Além de ficar definida a forma de eleição de governadores, o acordo deverá incluir “a revisão pontual da Constituição, para permitir que os poderes do Presidente da República de nomear os governadores sejam extintos” e substituídos pela votação para o cargo, a par de um modelo de alocação das “receitas cobradas nas províncias”.

“São estes documentos e outros que terão que entrar, acredito, até final deste mês de novembro, na Assembleia da República”, sublinhou.

O parlamento pode “não os aprovar este ano, mas acredito que até março [de 2018] serão aprovados para serem usados nas eleições de 2019”, disse ainda Dhlakama.
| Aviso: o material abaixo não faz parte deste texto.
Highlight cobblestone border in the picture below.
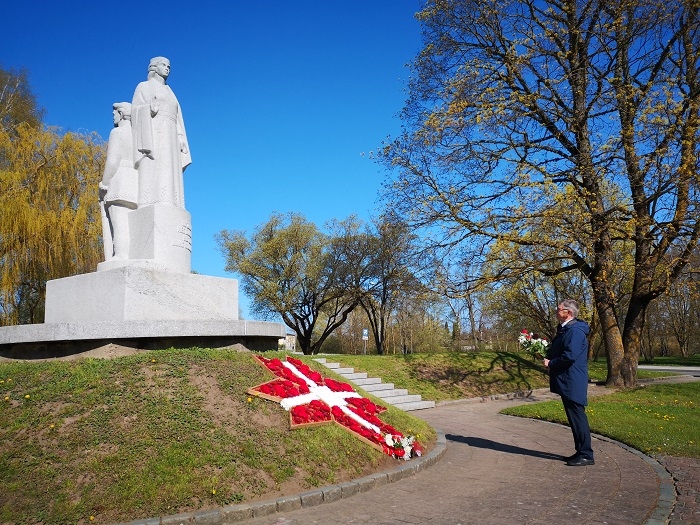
[111,429,446,525]
[591,434,676,525]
A descentralização é um dos temas das negociações de paz entre o Governo e a Renamo, a par da integração dos homens do braço armado da oposição nas forças armadas.

Sobre essa matéria, os trabalhos também avançam, disse Dhlakama na entrevista à Lusa, apontando exemplos de como a integração se poderá executar.

“Se as forças de defesa e segurança querem cinco generais, a Frelimo [partido no poder] fica com três e a Renamo com dois, por ser número ímpar. Se forem nove brigadeiros, então a Renamo fica com cinco e a Frelimo com quatro, e assim sucessivamente”, num processo em que reconhece que “não será fácil” ter uma repartição por igual “em tudo”.

Além da integração nas forças militares, Dhlakama fala de uma seleção dos seus homens ao nível provincial para integrarem também a polícia, incluindo a Unidade de Intervenção Rápida (UIR) e o Grupo de Operações Especiais (GOE).

“Quando digo polícia, quero dizer UIR e GOE e tudo, porque é preciso garantir que a segurança esteja boa para o público e para os membros da Renamo”, disse.

No quadro geral, “o exército continua 100% Frelimo, ainda não iniciaram [uma reestruturação] com o enquadramento da Renamo e é isso que me leva a demorar aqui na Gorongosa”, a manter-se refugiado, concluiu.

Depois de uma escalada no conflito militar no centro do país em 2015 e 2016, um cessar-fogo foi decretado por Dhlakama em dezembro e as relações entre o líder da Renamo e o Presidente de Moçambique melhoraram.

As negociações para um novo acordo de paz ficaram marcadas por um aperto de mãos entre ambos a 06 de agosto, quando Filipe Nyusi se deslocou à Serra da Gorongosa para um encontro de cerca de duas horas com Afonso Dhlakama.